Agricultural Research Service

Title: Chlorophyll a Fluorescence Induction Kinetics in Leaves Predicted from a Model Describing Each Discrete Step of Excitation Energy and Electron Transfer Associated with Photosystem II

Authors
item Zhu, Xin-Guang - UNIVERSITY OF ILLINOIS
item Govindjee, - UNIVERSITY OF ILLINOIS
item Baker, Neil - UNIVERSITY OF ESSEX
item DE Sturler, Eric - UNIVERSITY OF ILLINOIS
item Ort, Donald
item Long, Stephen - UNIVERSITY OF ILLINOIS

Submitted to: Planta
Publication Type: Peer Reviewed Journal
Publication Acceptance Date: June 15, 2005
Publication Date: November 1, 2005
Citation: Zhu, X., Govindjee, Baker, N., De Sturler, E., Ort, D.R., Long, S.P. 2005. Chlorophyll a fluorescence induction kinetics in leaves predicted from a model describing each discrete step of excitation energy and electron transfer associated with photosystem II. Planta. 223:114-133.

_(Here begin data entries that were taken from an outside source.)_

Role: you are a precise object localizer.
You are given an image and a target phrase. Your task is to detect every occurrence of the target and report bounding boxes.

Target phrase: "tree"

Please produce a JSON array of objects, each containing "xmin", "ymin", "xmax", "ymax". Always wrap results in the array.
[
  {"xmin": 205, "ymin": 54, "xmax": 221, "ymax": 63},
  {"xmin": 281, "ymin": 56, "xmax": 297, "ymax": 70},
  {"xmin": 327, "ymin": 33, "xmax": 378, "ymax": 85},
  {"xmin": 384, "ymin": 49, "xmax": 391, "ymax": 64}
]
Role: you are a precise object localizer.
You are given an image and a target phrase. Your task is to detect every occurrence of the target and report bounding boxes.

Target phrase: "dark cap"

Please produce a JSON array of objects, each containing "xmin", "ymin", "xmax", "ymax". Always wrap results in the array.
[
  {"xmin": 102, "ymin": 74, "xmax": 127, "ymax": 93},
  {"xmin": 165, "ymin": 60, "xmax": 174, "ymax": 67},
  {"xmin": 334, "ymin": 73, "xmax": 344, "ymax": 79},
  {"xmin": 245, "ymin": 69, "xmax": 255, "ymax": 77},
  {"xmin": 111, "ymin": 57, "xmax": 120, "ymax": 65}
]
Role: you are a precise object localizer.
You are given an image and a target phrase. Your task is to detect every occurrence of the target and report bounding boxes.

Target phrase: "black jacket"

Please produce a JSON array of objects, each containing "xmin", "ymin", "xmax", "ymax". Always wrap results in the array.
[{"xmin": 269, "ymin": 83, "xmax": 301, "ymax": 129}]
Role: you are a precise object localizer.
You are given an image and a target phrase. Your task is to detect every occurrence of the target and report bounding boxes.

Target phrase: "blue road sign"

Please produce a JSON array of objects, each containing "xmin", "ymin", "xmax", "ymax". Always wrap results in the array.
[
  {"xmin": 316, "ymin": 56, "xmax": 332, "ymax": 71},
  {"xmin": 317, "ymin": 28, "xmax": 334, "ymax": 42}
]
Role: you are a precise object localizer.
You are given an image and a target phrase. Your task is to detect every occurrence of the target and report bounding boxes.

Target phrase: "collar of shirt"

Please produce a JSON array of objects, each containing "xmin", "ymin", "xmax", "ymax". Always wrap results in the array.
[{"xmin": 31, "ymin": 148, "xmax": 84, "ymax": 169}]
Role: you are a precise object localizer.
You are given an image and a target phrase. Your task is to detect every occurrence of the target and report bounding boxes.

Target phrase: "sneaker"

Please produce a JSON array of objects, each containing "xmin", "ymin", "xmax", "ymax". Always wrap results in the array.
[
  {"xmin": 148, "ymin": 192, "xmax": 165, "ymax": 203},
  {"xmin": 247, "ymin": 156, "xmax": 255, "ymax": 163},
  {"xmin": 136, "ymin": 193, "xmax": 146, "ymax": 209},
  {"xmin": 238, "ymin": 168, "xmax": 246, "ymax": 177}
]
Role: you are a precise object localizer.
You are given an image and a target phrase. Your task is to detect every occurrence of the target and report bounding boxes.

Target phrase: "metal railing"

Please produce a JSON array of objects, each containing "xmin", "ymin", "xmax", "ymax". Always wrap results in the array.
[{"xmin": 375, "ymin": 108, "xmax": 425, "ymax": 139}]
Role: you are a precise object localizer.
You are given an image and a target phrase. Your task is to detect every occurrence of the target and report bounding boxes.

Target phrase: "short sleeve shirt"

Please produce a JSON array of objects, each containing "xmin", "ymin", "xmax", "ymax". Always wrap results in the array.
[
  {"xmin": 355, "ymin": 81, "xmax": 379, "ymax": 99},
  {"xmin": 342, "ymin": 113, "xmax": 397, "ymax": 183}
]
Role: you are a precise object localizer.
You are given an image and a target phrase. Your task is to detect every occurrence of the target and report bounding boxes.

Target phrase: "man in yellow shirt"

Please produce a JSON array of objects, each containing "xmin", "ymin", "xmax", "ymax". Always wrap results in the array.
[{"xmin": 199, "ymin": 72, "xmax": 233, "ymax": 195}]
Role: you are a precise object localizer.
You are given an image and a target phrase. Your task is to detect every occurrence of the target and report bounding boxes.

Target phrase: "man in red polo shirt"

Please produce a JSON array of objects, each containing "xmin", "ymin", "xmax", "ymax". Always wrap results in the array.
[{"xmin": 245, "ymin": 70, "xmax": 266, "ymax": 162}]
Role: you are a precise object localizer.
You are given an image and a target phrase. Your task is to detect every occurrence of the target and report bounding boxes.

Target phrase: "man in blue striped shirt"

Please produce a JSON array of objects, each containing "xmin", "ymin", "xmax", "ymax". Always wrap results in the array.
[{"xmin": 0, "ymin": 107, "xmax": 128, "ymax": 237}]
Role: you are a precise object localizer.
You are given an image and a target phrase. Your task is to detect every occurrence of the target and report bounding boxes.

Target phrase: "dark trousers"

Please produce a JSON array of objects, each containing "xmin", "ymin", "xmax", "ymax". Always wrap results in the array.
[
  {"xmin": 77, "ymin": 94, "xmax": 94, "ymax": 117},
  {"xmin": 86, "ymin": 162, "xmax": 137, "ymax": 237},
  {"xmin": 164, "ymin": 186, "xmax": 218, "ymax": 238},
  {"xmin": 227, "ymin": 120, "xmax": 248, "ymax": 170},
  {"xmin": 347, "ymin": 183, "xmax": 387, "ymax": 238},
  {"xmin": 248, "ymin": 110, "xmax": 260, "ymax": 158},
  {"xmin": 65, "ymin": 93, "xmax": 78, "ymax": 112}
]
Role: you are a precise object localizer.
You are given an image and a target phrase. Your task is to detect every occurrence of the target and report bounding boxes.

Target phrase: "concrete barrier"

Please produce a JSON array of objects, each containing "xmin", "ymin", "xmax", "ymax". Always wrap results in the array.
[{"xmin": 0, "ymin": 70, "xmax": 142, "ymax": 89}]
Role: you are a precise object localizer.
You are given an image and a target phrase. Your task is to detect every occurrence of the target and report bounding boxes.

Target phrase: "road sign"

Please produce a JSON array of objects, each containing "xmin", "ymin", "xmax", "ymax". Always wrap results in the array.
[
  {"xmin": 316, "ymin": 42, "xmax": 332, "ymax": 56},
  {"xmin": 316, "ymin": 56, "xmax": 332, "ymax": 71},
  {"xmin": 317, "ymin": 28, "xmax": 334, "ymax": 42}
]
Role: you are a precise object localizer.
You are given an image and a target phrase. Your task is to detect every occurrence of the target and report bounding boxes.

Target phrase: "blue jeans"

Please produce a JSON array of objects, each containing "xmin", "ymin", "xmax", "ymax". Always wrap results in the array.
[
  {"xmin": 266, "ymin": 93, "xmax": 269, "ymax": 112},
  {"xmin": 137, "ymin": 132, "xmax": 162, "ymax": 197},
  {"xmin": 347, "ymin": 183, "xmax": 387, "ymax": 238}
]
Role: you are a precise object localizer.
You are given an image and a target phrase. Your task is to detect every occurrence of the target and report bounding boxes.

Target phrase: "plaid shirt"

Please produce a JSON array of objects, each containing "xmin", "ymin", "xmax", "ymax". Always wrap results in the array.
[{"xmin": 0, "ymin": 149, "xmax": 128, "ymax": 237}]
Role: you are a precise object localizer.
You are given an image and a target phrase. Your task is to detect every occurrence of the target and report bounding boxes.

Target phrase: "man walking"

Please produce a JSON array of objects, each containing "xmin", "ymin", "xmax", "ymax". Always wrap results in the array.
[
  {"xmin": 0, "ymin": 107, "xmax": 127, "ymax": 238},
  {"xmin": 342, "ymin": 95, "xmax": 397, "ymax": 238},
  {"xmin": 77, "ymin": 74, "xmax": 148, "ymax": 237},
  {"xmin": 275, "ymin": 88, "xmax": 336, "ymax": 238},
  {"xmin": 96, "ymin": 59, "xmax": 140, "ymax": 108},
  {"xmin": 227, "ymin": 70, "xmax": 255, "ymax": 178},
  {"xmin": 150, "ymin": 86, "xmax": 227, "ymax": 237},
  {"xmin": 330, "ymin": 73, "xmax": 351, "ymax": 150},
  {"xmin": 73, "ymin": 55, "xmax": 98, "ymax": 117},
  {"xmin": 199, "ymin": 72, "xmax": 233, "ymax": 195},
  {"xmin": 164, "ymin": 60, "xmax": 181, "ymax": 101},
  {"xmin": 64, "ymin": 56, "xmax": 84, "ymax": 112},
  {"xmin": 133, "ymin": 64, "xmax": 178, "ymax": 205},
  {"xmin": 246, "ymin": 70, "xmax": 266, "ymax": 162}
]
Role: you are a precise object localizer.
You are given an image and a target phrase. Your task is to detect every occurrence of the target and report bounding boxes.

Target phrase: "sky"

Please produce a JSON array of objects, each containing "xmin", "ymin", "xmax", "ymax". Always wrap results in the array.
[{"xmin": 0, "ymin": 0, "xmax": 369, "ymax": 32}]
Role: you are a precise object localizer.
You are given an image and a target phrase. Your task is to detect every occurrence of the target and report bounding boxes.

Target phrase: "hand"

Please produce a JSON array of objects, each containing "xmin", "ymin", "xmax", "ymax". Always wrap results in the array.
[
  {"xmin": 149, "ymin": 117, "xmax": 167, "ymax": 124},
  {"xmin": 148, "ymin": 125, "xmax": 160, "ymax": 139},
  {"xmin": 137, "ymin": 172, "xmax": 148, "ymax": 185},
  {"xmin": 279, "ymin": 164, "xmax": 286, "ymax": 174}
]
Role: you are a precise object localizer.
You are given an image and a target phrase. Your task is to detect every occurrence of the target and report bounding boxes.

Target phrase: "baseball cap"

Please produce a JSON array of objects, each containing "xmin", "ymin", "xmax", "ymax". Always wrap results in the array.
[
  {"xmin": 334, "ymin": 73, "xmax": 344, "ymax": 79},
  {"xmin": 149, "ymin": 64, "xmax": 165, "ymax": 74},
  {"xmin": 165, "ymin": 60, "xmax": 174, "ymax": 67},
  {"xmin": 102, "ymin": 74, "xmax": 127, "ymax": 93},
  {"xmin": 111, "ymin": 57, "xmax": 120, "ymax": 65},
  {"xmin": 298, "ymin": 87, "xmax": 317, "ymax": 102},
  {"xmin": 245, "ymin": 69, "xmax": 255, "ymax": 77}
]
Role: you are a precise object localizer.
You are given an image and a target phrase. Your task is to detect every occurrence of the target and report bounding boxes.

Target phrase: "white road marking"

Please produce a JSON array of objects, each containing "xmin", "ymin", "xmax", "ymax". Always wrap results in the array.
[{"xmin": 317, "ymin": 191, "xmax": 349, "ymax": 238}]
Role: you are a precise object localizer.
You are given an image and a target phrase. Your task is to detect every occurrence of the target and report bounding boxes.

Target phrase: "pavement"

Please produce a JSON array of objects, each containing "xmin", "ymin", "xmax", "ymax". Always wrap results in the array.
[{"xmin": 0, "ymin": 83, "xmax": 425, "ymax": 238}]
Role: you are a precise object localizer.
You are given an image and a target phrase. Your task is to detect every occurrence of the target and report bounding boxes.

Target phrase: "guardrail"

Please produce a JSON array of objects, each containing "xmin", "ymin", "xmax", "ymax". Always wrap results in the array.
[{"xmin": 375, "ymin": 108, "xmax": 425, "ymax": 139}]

Interpretive Summary: The measurement of fluorescence light emission from leaves of intact crop plants has emerged over the past decade as the single most important technique for investigating the effects of environmental stress and global change on photosynthetic performance. The technique is nondestructive, highly sensitive and very rapid. While a great deal is understood about the cause and meaning of changes in the amount and timing of this fluorescence emission there has never been attempted a holistic quantitative rationalization of the component reactions that comprise the overall process. In this work, we present and valid such a holistic model for the description and interpretation of leaf level chlorophyll fluorescence. The importance of this work is that it identifies the component photosynthetic process that are contributing to each phase of the chlorophyll fluorescence profile. This will in turn allow for more in depth and holistic interpretation of these data and which will be of value to the wide range of crop physiologists that use this technique in the analysis of crop plant performance.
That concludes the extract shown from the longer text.